Immediate Management of Acute Decompensated Heart Failure
Begin intravenous loop diuretics immediately upon presentation—do not delay—as early intervention is associated with better outcomes and reduced mortality. 1, 2, 3
Initial Assessment (First 15 Minutes)
Determine hemodynamic status immediately to guide treatment intensity and location of care:
- Assess for cardiogenic shock: Systolic blood pressure <90 mmHg with signs of hypoperfusion (cool extremities, altered mental status, narrow pulse pressure, oliguria) requires immediate ICU/CCU transfer 2, 3
- Evaluate respiratory status: Respiratory failure or severe dyspnea necessitates transfer to resuscitation bay where advanced airway support is available 2
- Check volume status: Look for jugular venous distention, hepatojugular reflux, peripheral edema, pulmonary crackles 1, 3
- Obtain 12-lead ECG immediately to exclude ST-elevation MI and identify arrhythmias as precipitating factors 4, 2, 3
- Measure cardiac troponin and BNP/NT-proBNP to identify acute coronary syndrome and confirm heart failure diagnosis 4, 2, 3
Primary Pharmacologic Management
Intravenous Loop Diuretics (First-Line Therapy)
Administer within 60 minutes of presentation: 1, 2
- If diuretic-naïve: Furosemide 20-40 mg IV bolus 2, 3
- If already on oral loop diuretics: Give IV dose equal to or greater than chronic oral daily dose 4, 1
- Target urine output: ≥100-150 mL/hour within 6 hours 2
- Limit total dose: Keep <100 mg in first 6 hours and <240 mg in first 24 hours to avoid excessive diuresis and renal dysfunction 2
If inadequate diuresis after initial dose: 4, 1
- Increase loop diuretic dose, OR
- Add thiazide diuretic (metolazone or IV chlorothiazide) for sequential nephron blockade, OR
- Switch to continuous infusion
- Consider ultrafiltration for refractory congestion 4, 1
Vasodilators (For Normotensive/Hypertensive Patients)

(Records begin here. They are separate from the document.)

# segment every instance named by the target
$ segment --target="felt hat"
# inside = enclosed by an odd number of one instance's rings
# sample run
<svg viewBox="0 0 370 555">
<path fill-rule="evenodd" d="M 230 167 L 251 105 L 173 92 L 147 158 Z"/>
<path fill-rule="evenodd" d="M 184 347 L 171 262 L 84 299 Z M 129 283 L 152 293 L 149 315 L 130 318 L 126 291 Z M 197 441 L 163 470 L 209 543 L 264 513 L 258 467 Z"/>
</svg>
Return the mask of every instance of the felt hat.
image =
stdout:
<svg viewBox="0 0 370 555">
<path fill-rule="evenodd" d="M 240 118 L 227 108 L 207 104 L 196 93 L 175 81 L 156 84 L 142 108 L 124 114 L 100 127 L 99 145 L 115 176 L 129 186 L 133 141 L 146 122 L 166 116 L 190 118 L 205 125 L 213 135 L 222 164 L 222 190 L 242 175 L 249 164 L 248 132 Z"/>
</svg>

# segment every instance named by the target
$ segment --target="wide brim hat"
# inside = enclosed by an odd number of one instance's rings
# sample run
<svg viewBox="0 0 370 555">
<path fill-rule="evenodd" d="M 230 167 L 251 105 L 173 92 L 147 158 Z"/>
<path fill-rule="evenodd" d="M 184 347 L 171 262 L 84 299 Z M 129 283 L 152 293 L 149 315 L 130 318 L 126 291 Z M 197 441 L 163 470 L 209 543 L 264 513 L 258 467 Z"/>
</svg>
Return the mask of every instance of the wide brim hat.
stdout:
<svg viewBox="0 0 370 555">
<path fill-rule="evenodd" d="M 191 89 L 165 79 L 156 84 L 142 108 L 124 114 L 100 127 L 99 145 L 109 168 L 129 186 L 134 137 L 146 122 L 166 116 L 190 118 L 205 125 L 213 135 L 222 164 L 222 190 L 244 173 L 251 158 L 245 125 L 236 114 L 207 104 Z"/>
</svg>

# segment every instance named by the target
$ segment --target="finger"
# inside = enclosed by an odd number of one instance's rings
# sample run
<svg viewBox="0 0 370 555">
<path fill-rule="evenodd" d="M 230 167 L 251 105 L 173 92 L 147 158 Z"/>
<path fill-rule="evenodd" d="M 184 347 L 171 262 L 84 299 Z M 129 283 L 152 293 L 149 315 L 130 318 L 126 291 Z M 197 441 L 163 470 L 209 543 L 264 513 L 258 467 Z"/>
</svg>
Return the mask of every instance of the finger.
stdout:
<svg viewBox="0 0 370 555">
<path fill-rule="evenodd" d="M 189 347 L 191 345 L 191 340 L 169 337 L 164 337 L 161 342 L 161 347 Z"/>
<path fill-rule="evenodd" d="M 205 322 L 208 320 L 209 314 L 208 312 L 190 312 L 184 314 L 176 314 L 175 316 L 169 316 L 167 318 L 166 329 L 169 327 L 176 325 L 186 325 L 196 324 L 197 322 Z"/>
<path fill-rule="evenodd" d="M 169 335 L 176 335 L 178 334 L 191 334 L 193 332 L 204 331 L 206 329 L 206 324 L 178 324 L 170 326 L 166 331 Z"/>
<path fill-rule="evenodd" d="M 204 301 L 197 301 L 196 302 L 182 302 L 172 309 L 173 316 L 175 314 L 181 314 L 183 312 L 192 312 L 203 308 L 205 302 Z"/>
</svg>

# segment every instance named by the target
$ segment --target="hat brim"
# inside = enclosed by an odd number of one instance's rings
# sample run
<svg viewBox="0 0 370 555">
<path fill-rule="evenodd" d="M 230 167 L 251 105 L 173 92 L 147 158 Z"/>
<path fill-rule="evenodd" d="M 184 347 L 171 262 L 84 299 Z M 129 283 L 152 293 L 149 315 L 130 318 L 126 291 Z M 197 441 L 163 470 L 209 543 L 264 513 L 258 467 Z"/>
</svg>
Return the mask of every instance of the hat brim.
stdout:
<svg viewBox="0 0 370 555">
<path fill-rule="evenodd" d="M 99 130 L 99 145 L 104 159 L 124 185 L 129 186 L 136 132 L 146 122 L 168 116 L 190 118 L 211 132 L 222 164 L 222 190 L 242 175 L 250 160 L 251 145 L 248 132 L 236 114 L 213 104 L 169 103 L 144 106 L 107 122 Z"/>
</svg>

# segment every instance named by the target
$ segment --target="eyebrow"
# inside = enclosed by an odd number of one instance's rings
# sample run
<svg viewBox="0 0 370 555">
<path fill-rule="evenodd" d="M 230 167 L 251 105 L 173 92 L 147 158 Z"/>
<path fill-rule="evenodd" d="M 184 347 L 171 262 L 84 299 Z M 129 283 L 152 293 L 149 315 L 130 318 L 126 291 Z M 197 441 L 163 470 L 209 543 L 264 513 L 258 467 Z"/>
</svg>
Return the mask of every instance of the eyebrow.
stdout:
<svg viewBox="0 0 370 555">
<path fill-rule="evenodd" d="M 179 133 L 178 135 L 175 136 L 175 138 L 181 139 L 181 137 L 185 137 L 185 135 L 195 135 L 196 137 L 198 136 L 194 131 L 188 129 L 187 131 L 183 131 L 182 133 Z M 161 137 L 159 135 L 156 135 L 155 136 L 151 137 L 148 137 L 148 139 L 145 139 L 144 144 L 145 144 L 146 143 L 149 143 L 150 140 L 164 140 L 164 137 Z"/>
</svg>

Initiate IV vasodilators early in patients with SBP >110 mmHg—delayed administration is associated with higher mortality: 3
- Nitroglycerin: Start 10-20 mcg/min, titrate rapidly for pulmonary edema 4
- Nitroprusside: Preferred in patients with congestion and low cardiac output, particularly with severe hypertension 4, 5
- Avoid routine use in hypotensive patients 3
Management of Chronic Heart Failure Medications
Continue guideline-directed medical therapy unless hemodynamically unstable: 4, 3
- ACE inhibitors/ARBs: Continue unless hypotension (SBP <85 mmHg), hyperkalemia (K+ >5.5 mmol/L), or severe renal impairment (Cr >2.5 mg/dL) 4, 3
- Beta-blockers: Generally continue or reduce dose temporarily—do not stop unless cardiogenic shock, symptomatic bradycardia (<50 bpm), or advanced AV block 4, 3
- Mineralocorticoid receptor antagonists: Stop if hyperkalemia or severe renal dysfunction 4
Initiate beta-blocker therapy at low dose after volume optimization and discontinuation of IV inotropes in newly diagnosed patients 4
Medications to AVOID
- Inotropic agents (dobutamine, milrinone): Use ONLY in patients with symptomatic hypotension or hypoperfusion despite adequate filling pressures—associated with increased mortality risk 3, 6, 5
- Morphine: NOT recommended routinely—associated with higher rates of mechanical ventilation, ICU admission, and death 3
- NSAIDs and COX-2 inhibitors: Contraindicated—increase risk of worsening heart failure and hospitalization 3
Continuous Monitoring Requirements
Monitor the following parameters continuously or daily: 1, 2, 3
- Dyspnea severity, respiratory rate, oxygen saturation (maintain SpO₂ >90%)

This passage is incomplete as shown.